Ich kann mich als langjähriger hessischer Landtagsabgeordneter gut daran erinnern, dass ich gemeinsam mit meinem leider zu früh verstorbenen Kollegen Dr. Norbert Herr aus Fulda einige hunderttausend Euro für das Projekt „JeKi – Jedem Kind ein Instrument” gefordert habe. Nach heftiger Debatte erklärte man, das Geld dafür sei nicht da. Zu diesem Zeitpunkt kosteten uns die Asylbewerber 50 Millionen Euro im Jahr. Vier Jahre später betrugen die Ausgaben in Hessen für Asylbewerber rund 1,6 Milliarden Euro, und niemand hat gefragt, wo das Geld herkommt. Es war da. Übertragen auf die Bundesebene könnte man das an vielen Beispielen ähnlich machen. Ich würde nicht behaupten, dass jeder Euro, den der Bund ausgibt, sinnvoll investiert ist. Das heißt, wenn man politisch will, kann man das Unrecht beseitigen. Genau darum geht es mir.
Lieber Herr Laschet, ich weiß, dass Sie Argumenten zugänglich sind. Mir geht es erstens um die Frage der Glaubwürdigkeit im Sinne der Direktversicherungsgeschädigten, die im Übrigen eine Bürgerinitiative gegründet haben, und es geht mir auch um die politische Bedeutung von sechs Millionen direkt Betroffener und ihrem Umfeld.
Bei der Beantwortung meines Schreibens bitte ich darum, mich nicht darauf aufmerksam zu machen, dass auch aufgrund der Intervention von Kollegen und mir der Freibetrag in Höhe von 159,25 Euro zum 01.01.2020 eingeführt wurde. Dies ist sicherlich besser als nichts. Ich habe seinerzeit gleichwohl dagegen gestimmt, weil es das Problem aus Sicht der Betroffenen nicht ansatzweise löst. Lassen Sie uns einfach den Beschluss des Bundesparteitages umsetzen.
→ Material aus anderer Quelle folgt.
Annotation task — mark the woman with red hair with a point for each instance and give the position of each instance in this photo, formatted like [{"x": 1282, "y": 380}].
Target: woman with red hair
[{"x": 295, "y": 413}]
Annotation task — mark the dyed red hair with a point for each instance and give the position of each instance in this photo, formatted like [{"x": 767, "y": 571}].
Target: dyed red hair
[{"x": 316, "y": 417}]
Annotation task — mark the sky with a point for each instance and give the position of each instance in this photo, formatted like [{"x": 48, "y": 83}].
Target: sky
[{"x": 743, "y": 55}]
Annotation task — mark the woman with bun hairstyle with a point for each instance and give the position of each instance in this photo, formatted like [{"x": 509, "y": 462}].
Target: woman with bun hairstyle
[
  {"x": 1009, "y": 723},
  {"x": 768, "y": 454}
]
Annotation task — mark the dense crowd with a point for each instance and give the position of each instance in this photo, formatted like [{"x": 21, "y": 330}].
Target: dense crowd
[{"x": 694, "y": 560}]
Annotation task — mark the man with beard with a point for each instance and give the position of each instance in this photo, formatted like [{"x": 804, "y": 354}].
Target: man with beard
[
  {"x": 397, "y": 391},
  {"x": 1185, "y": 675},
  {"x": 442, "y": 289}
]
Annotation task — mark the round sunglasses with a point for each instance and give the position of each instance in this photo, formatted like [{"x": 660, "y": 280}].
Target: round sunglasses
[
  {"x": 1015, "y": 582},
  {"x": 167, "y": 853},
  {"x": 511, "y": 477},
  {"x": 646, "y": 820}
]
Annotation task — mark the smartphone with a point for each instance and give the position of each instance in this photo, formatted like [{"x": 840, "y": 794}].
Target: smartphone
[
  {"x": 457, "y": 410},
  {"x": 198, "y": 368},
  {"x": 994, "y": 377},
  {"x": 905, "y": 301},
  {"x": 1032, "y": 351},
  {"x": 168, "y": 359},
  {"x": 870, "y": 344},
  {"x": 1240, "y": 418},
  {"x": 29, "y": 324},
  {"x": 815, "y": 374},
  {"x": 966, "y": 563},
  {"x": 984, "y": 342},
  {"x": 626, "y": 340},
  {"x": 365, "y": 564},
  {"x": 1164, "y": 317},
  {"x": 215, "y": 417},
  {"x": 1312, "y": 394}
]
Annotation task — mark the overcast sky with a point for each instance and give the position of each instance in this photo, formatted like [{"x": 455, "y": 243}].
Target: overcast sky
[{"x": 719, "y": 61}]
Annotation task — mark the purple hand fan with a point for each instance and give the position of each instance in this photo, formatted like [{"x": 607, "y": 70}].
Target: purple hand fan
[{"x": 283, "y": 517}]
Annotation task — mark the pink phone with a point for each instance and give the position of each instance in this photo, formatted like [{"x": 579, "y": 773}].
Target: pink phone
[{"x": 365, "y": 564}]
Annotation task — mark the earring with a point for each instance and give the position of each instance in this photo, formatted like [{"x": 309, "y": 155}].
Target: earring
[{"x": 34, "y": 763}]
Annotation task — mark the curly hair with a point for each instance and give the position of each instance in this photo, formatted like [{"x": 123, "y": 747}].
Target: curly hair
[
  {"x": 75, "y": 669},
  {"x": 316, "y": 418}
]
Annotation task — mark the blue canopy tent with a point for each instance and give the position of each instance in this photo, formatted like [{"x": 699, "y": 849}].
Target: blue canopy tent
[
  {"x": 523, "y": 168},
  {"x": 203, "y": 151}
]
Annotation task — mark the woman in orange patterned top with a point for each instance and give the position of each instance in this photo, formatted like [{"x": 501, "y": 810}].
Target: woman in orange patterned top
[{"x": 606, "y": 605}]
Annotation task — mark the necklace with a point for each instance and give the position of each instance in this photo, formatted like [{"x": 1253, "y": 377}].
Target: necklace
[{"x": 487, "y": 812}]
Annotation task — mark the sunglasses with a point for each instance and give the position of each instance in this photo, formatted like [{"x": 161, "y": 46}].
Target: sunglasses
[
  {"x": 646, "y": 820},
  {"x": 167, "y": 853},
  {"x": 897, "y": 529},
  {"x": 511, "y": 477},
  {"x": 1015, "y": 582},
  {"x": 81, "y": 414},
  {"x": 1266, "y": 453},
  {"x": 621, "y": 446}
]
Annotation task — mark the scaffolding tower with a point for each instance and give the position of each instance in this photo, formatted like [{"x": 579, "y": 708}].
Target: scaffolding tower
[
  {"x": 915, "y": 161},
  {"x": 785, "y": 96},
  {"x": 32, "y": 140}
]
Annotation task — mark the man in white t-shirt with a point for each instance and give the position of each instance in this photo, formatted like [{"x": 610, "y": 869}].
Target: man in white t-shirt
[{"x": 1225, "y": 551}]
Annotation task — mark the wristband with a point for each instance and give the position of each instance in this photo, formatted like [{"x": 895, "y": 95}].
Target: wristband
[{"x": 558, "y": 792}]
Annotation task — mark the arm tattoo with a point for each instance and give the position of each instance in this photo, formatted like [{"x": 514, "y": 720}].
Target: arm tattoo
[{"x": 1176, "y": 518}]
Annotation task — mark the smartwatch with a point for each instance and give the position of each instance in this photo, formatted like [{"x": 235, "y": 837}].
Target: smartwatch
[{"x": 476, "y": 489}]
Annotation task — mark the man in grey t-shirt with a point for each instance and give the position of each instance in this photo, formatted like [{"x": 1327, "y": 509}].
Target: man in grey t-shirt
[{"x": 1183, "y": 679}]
Ich erlaube mir das Schreiben dem Vorstand der Direktversicherungsgeschädigten ebenso zukommen zu lassen wie einigen Kolleginnen und Kollegen aus der CDU/CSU-Bundestagsfraktion.
Ich verbleibe mit herzlichen Grüßen und allen guten Wünschen für Sie in der Hoffnung auf einen gemeinsamen Wahlkampf und vor allem guten Wahlausgang. Hier können Sie Entscheidendes dazu beitragen.
Hier der Wortlaut des Beschlusses auf dem Bundesparteitag im Dezember 2018:
Beschlüsse C 37, C 45, C 132, C 168 Gegen doppelte Sozialabgaben auf private Altersvorsorge Die CDU Deutschlands fordert eine Reform der Sozialabgaben, die auf Beträge zur privaten Altersvorsorge erhoben werden. Es soll künftig sichergestellt werden, dass Arbeitnehmer oder Selbständige, die Entgeltumwandlung zur privaten Altersvorsorge nutzen, nicht doppelt belastet werden.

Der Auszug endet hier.